24th Amendment: commentary

Although the Civil Rights Movement made tremendous progress in combating segregation and other forms of discrimination against Blacks, and changing public opinion, prejudiced “Jim Crow” whites didn’t want to lose their hold on power. Most other forms of preventing Blacks from voting had been declared unconstitutional, so several Southern states found a new way to do it: the poll tax.

Poll taxes are actually an old practice. They are not necessarily a weapon of injustice. In Europe, they have been used to raise money for the local government. With poll taxes, each voter must pay a certain amount of money before they’re allowed to vote. If they didn’t pay the tax, they couldn’t vote.
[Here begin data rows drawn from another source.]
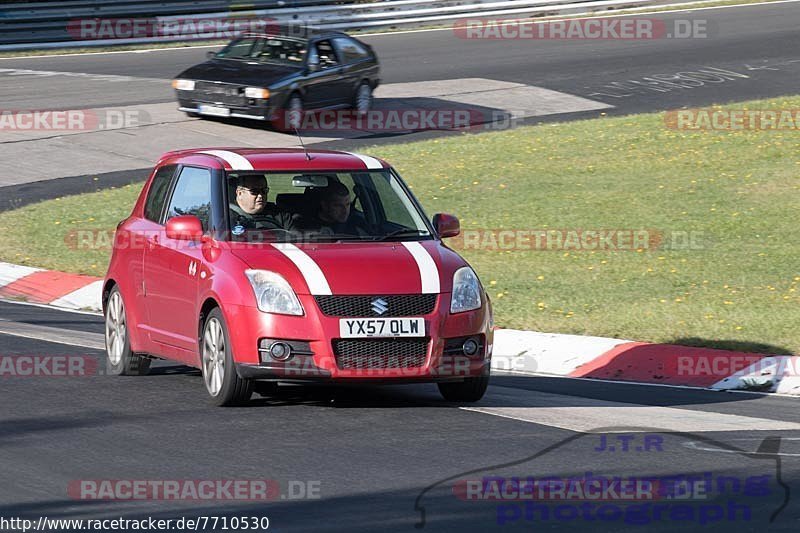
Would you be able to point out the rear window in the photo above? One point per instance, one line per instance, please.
(157, 195)
(238, 49)
(349, 50)
(192, 195)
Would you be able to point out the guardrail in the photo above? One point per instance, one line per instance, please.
(39, 25)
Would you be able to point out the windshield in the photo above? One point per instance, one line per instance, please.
(281, 50)
(322, 207)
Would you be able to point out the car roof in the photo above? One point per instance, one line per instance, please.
(306, 34)
(273, 159)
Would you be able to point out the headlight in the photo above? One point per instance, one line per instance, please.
(273, 293)
(256, 92)
(183, 85)
(466, 291)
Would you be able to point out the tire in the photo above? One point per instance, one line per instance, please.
(223, 384)
(469, 390)
(362, 101)
(294, 113)
(120, 359)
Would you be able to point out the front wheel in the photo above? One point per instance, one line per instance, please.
(469, 390)
(219, 372)
(121, 359)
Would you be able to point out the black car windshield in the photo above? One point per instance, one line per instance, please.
(281, 50)
(323, 207)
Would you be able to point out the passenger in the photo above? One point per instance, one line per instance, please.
(333, 214)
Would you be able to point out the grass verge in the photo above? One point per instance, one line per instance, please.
(613, 10)
(736, 288)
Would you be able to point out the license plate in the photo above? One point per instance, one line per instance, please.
(350, 328)
(215, 111)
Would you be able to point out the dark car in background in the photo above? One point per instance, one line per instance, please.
(278, 77)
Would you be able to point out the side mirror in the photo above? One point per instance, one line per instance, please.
(446, 225)
(185, 228)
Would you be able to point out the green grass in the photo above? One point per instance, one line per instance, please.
(615, 10)
(740, 189)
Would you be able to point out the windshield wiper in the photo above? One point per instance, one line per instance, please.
(335, 237)
(404, 232)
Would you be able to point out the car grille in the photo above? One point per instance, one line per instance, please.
(380, 353)
(221, 93)
(362, 306)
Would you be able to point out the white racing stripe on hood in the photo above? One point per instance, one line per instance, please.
(315, 278)
(428, 272)
(371, 162)
(236, 161)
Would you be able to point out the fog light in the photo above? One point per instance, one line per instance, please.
(470, 347)
(280, 351)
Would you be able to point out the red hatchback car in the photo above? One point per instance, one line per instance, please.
(260, 266)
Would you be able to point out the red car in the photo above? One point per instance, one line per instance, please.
(260, 266)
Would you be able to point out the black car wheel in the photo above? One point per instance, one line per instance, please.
(121, 359)
(294, 112)
(363, 99)
(224, 386)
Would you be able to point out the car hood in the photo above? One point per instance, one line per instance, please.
(258, 75)
(357, 268)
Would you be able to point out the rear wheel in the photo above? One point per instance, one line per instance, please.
(363, 99)
(469, 390)
(294, 112)
(219, 372)
(121, 359)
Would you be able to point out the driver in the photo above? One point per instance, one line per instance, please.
(251, 209)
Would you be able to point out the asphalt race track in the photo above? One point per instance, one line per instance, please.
(376, 454)
(396, 458)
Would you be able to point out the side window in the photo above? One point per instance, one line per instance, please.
(238, 49)
(326, 54)
(192, 195)
(349, 50)
(157, 195)
(394, 201)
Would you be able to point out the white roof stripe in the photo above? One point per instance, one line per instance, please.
(428, 272)
(236, 161)
(315, 278)
(371, 162)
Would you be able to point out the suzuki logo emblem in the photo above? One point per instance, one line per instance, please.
(379, 306)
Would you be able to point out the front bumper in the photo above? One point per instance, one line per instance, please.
(321, 332)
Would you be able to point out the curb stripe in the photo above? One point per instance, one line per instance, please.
(9, 273)
(315, 278)
(371, 162)
(45, 286)
(236, 161)
(428, 271)
(87, 297)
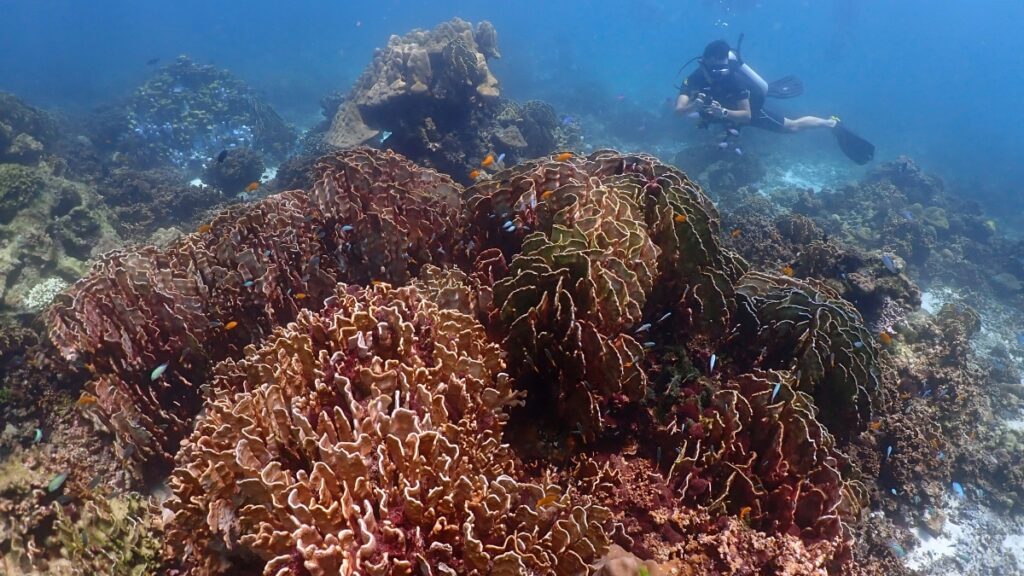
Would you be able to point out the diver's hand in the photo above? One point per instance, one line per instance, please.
(715, 110)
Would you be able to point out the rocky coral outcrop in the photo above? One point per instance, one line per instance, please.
(431, 96)
(25, 131)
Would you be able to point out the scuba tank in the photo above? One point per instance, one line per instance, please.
(786, 87)
(754, 79)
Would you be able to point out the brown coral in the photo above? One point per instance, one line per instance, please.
(367, 439)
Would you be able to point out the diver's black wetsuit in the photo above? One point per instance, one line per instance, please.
(729, 91)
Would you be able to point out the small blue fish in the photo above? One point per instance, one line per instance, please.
(159, 371)
(897, 549)
(957, 489)
(889, 263)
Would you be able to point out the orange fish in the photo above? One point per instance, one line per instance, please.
(549, 499)
(744, 512)
(86, 400)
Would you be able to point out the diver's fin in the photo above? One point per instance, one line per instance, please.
(787, 87)
(854, 147)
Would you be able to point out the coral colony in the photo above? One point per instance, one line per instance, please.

In the Southern states that passed these laws, each voter was charged the same amount of poll tax. Well-to-do and rich citizens could afford to pay the tax, but blacks, many of whom were poor, couldn’t. Suppose you were a black woman working as a domestic servant. You brought home enough money each week to buy groceries for your family, with not very much left over for other necessities. Now suppose that a Presidential election was coming up, and you wanted to vote. But you were faced between choosing whether to spend money on the poll tax or spending the money on food for your family, a week’s worth of groceries. If you bought the food, you had to do without voting. If you paid the poll tax, your family would go hungry. Of course, you’d choose to buy food. So you didn’t vote.

Even worse, some poll taxes were cumulative, so if a citizen didn’t vote one year, but tried to vote in the next election, s/he would be charged the accumulated poll tax from that previous election (even though s/he hadn’t voted) along with the tax for this one. This made it impossible for many blacks to vote.

Congress had been trying to abolish (get rid of) the poll tax since 1939, but didn’t succeed until the Civil Rights Era. Although only five states still had a poll tax by this time, Congress argued that a Constitutional amendment was needed to eliminate it altogether. The 24th Amendment was ratified in 1964, during the Johnson Administration.